Banken heben Spesen

teilweise sehr kräftig

(06.06.2024) Zehn von elf Banken verlangen für Dienstleistungen teils deutlich mehr. Auch Bargeldbehebungen werden teurer.

Banken verlangen hohe Gebühren für ihre Dienstleistungen. Besonders auffällig sei, dass "Do it yourself" zunehmend teurer werde, teilt die Arbeiterkammer in ihrem Bankenmonitor mit.

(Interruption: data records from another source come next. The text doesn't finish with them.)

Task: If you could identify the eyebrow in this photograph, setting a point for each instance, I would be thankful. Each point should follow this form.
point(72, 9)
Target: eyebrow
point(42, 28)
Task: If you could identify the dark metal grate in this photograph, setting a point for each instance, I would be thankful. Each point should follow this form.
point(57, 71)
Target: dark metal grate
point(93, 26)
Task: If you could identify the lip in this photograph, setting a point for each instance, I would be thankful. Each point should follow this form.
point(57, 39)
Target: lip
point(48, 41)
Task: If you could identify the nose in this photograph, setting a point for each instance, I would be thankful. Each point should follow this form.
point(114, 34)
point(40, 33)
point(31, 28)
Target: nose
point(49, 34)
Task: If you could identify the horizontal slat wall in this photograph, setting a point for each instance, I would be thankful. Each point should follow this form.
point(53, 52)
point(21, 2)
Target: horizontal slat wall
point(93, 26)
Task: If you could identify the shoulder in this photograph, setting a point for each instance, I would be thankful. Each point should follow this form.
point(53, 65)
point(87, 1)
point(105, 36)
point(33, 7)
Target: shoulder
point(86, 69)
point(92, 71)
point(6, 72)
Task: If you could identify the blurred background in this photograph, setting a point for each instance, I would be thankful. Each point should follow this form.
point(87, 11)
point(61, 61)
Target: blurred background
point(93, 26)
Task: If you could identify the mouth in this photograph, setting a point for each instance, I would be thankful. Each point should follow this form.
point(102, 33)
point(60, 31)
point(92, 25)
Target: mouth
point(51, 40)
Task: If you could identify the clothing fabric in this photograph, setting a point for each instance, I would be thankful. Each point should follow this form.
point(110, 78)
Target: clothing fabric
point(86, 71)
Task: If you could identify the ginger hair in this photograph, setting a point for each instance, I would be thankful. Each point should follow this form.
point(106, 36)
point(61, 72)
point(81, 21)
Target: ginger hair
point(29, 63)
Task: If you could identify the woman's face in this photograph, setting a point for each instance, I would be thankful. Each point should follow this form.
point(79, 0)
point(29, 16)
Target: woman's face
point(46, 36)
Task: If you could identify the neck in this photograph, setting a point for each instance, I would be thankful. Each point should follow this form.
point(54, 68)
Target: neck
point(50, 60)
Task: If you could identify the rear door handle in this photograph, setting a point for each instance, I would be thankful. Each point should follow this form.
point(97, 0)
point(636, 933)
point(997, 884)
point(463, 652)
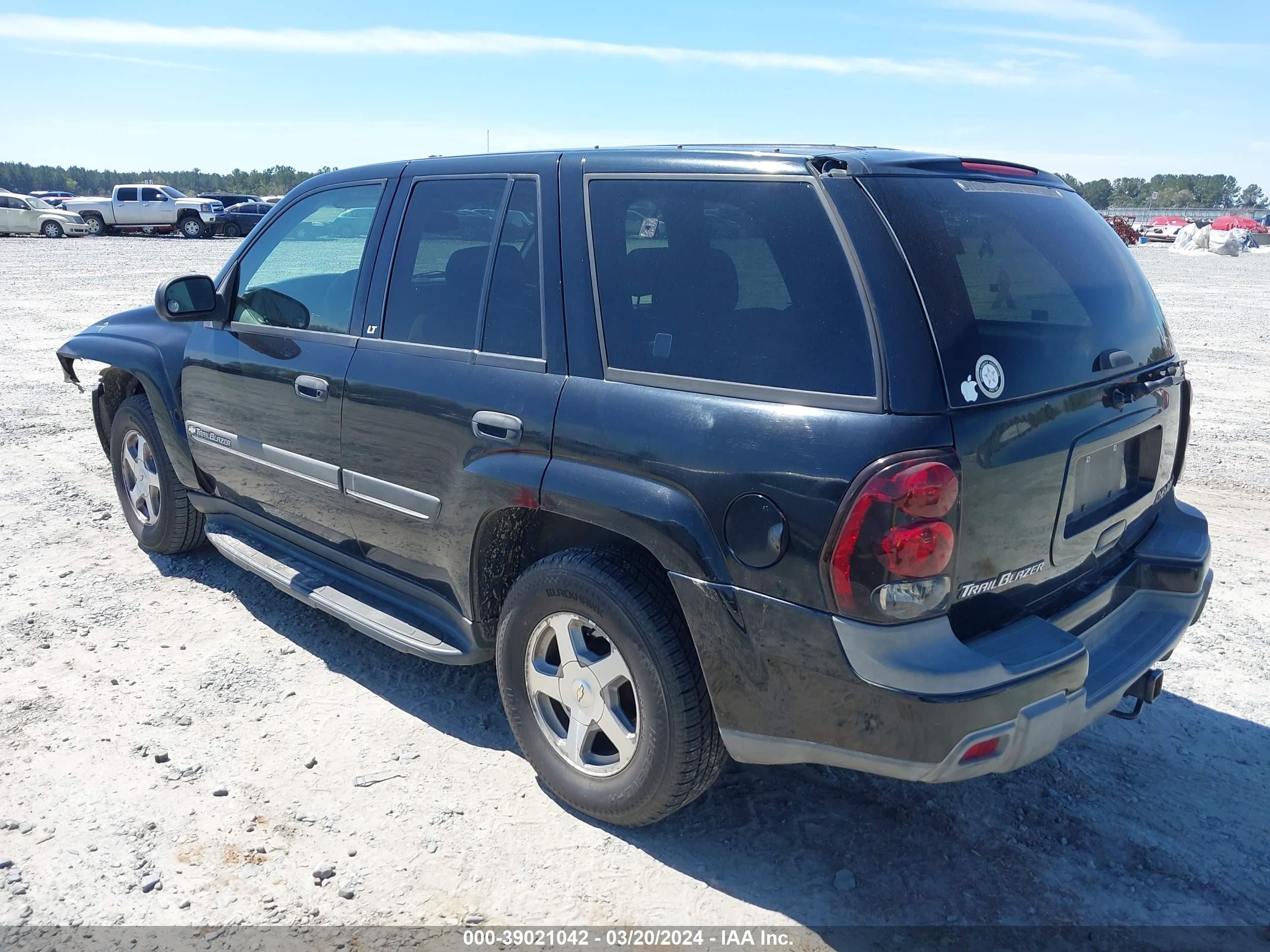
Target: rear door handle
point(497, 428)
point(310, 387)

Eine Bank erhöhte die Gebühren für Bankomatkarten um 132 Prozent. Im Vergleich zum Vorjahr haben mehr Banken ihre Preise angehoben. Besonders Transaktionen am Schalter und Bankomaten sind teurer geworden.

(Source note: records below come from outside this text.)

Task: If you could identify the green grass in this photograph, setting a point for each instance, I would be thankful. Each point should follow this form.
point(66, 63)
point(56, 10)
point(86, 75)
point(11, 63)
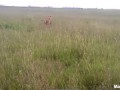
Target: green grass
point(73, 53)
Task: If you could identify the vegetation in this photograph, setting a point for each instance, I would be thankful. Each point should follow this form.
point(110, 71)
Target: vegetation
point(80, 50)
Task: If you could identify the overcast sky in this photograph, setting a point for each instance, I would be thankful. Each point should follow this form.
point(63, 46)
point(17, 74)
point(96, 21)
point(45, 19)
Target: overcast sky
point(107, 4)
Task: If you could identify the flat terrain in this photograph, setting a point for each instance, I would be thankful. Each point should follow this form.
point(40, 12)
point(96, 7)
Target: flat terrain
point(80, 50)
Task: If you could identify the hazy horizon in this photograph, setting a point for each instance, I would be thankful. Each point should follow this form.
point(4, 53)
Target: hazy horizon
point(104, 4)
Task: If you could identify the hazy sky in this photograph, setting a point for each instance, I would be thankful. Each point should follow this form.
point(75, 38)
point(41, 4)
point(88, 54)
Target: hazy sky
point(107, 4)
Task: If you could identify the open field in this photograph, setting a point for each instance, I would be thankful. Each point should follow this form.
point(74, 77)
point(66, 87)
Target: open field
point(80, 50)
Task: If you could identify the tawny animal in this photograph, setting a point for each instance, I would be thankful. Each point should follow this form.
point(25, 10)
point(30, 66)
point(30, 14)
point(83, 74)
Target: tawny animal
point(48, 20)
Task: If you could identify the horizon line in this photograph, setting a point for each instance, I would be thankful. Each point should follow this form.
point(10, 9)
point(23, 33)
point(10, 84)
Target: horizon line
point(57, 7)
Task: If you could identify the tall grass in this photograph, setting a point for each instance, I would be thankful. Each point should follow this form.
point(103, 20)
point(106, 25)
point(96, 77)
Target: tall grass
point(72, 53)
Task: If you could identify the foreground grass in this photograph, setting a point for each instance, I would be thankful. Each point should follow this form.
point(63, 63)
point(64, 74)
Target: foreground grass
point(82, 54)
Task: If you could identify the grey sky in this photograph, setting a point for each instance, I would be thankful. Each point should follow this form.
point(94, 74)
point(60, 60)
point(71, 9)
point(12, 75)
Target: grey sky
point(107, 4)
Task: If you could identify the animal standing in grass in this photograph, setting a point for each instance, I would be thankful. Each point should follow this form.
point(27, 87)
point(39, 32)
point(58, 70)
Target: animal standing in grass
point(48, 20)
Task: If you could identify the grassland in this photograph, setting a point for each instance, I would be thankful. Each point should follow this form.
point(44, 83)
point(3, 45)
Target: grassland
point(80, 50)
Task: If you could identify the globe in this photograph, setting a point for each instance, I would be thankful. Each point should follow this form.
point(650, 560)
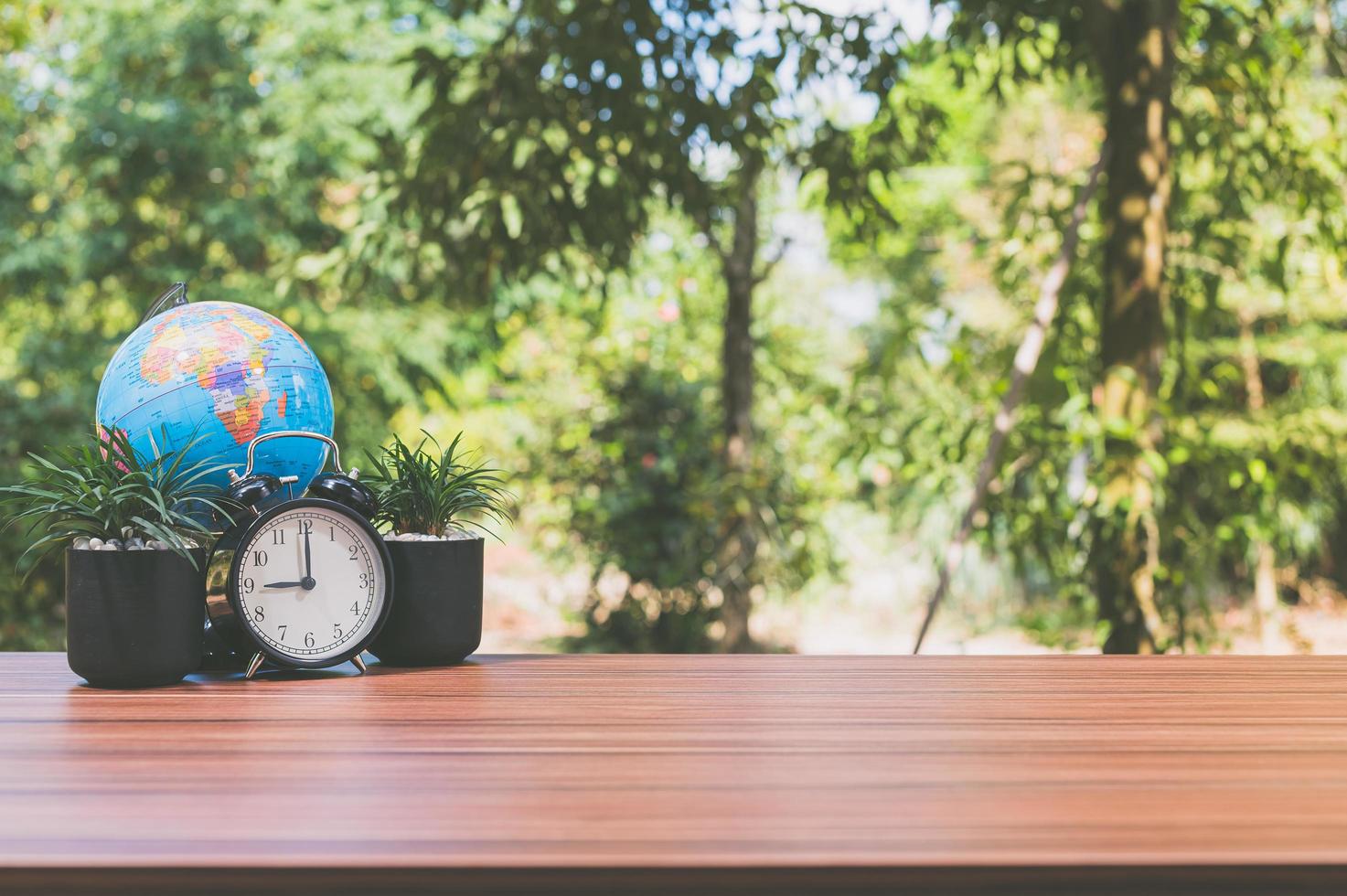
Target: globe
point(207, 379)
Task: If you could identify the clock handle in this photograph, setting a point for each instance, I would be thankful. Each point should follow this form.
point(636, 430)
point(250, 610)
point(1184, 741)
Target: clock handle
point(302, 434)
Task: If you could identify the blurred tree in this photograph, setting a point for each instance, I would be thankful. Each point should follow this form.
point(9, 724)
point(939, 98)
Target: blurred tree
point(1221, 127)
point(551, 128)
point(624, 460)
point(159, 142)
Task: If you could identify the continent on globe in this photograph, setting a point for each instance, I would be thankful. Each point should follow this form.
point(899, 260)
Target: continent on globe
point(216, 375)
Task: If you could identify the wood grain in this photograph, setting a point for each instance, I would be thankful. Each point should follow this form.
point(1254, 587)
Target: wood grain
point(685, 773)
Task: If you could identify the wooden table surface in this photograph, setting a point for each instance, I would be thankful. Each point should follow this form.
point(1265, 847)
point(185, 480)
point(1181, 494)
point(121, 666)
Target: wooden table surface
point(667, 773)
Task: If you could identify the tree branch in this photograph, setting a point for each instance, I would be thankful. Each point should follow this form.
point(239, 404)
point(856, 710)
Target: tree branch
point(1025, 361)
point(765, 271)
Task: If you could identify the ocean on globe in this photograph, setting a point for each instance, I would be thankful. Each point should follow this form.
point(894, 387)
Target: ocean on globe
point(219, 373)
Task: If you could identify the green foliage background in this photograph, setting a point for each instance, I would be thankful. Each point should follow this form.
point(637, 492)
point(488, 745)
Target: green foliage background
point(358, 170)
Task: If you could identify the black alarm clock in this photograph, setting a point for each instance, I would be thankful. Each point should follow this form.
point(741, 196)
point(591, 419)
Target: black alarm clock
point(299, 582)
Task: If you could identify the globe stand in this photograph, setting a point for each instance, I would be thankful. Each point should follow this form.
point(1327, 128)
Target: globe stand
point(170, 298)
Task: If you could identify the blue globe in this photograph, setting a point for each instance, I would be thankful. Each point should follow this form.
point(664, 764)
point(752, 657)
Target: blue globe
point(219, 373)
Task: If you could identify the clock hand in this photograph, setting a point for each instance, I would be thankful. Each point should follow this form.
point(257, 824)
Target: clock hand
point(307, 582)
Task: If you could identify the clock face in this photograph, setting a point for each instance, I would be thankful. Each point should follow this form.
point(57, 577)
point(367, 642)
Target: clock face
point(311, 583)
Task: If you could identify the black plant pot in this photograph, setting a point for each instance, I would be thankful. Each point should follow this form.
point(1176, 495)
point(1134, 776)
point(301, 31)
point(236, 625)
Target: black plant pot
point(134, 619)
point(436, 613)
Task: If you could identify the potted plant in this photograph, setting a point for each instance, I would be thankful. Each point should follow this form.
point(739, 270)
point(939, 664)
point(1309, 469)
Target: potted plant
point(134, 531)
point(433, 499)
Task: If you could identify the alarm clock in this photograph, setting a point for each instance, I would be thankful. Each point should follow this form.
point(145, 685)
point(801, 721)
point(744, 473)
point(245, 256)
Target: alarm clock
point(298, 582)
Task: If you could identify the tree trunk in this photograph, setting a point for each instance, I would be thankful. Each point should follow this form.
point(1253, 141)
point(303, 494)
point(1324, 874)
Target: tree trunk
point(1136, 43)
point(741, 543)
point(1267, 605)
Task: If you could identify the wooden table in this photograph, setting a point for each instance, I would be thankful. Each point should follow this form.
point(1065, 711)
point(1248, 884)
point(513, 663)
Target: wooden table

Die Bank Austria erhöhte die Gebühren für 16 Dienstleistungen um durchschnittlich 10,10 Prozent, strich aber den Stundensatz von 111 Euro und senkte sechs Mahngebühren um bis zu 46 Prozent. Laut AK gibt es Gerichtsurteile, die bestimmte Gebühren als unzulässig betrachten.

Die Bank Direkt erhöhte die Gebühren für sieben Dienstleistungen, darunter die Kartengebühr um 132 Prozent und manuelle Überweisungen um ein Drittel. Die Santander Consumer Bank hat keine Gebührenerhöhungen vorgenommen.

Kund*innen können bei Gebührenerhöhungen widersprechen, riskieren aber die Kündigung des Kontovertrags. Alternativ kann über die Plattform www.bankenrechner.at eine günstigere Bank gefunden werden.